First Finish Search: Efficient Test-Time Scaling in Large Language Models
- URL: http://arxiv.org/abs/2505.18149v1
- Date: Fri, 23 May 2025 17:57:43 GMT
- Title: First Finish Search: Efficient Test-Time Scaling in Large Language Models
- Authors: Aradhye Agarwal, Ayan Sengupta, Tanmoy Chakraborty,
- Abstract summary: First Finish Search (FFS) is a training-free parallel decoding strategy that launches $n$ independent samples and returns as soon as any one completes.<n>FFS achieves $82.23%$ accuracy on the AIME datasets, a $15%$ improvement over DeepSeek-R1's standalone accuracy, nearly matching OpenAI's o4-mini performance.
- Score: 20.62274005080048
- License: http://creativecommons.org/licenses/by/4.0/
- Abstract: Test-time scaling (TTS), which involves dynamic allocation of compute during inference, offers a promising way to improve reasoning in large language models.

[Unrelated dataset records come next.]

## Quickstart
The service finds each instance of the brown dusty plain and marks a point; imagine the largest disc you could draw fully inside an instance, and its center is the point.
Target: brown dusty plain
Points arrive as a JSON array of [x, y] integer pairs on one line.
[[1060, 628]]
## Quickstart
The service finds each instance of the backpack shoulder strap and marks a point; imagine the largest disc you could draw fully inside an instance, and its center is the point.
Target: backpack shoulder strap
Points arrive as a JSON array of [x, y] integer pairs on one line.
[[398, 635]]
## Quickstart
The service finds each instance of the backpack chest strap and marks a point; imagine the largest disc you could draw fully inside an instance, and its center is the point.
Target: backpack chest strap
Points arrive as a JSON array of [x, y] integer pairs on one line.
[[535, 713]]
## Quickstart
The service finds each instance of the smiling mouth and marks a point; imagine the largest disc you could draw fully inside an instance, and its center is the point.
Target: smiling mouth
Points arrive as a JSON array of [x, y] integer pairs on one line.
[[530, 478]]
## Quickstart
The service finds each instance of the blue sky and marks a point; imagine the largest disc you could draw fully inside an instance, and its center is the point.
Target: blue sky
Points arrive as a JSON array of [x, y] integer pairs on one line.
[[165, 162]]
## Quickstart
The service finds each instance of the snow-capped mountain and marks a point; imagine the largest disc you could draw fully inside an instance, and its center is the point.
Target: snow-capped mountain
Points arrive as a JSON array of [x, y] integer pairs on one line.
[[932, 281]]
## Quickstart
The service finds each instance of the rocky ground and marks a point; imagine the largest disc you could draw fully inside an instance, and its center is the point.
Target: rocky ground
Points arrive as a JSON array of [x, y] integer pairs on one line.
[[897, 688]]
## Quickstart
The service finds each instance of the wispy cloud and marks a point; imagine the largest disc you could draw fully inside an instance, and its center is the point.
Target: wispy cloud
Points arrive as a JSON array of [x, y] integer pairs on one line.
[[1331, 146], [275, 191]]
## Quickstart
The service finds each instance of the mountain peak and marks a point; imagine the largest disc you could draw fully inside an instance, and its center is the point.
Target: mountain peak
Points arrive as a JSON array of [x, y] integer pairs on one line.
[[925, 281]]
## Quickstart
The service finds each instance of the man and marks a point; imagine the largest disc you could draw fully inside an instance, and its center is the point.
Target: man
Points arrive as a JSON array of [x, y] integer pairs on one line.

While existing TTS methods work well, they often rely on long decoding paths or require a large number of samples to be generated, increasing the token usage and inference latency. We observe the surprising fact that for reasoning tasks, shorter traces are much more likely to be correct than longer ones. Motivated by this, we introduce First Finish Search (FFS), a training-free parallel decoding strategy that launches $n$ independent samples and returns as soon as any one completes. We evaluate FFS alongside simple decoding, beam search, majority voting, and budget forcing on four reasoning models (DeepSeek-R1, R1-Distill-Qwen-32B, QwQ-32B and Phi-4-Reasoning-Plus) and across four datasets (AIME24, AIME25-I, AIME25-II and GPQA Diamond). With DeepSeek-R1, FFS achieves $82.23\%$ accuracy on the AIME datasets, a $15\%$ improvement over DeepSeek-R1's standalone accuracy, nearly matching OpenAI's o4-mini performance. Our theoretical analysis explains why stopping at the shortest trace is likely to yield a correct answer and identifies the conditions under which early stopping may be suboptimal. The elegance and simplicity of FFS demonstrate that straightforward TTS strategies can perform remarkably well, revealing the untapped potential of simple approaches at inference time.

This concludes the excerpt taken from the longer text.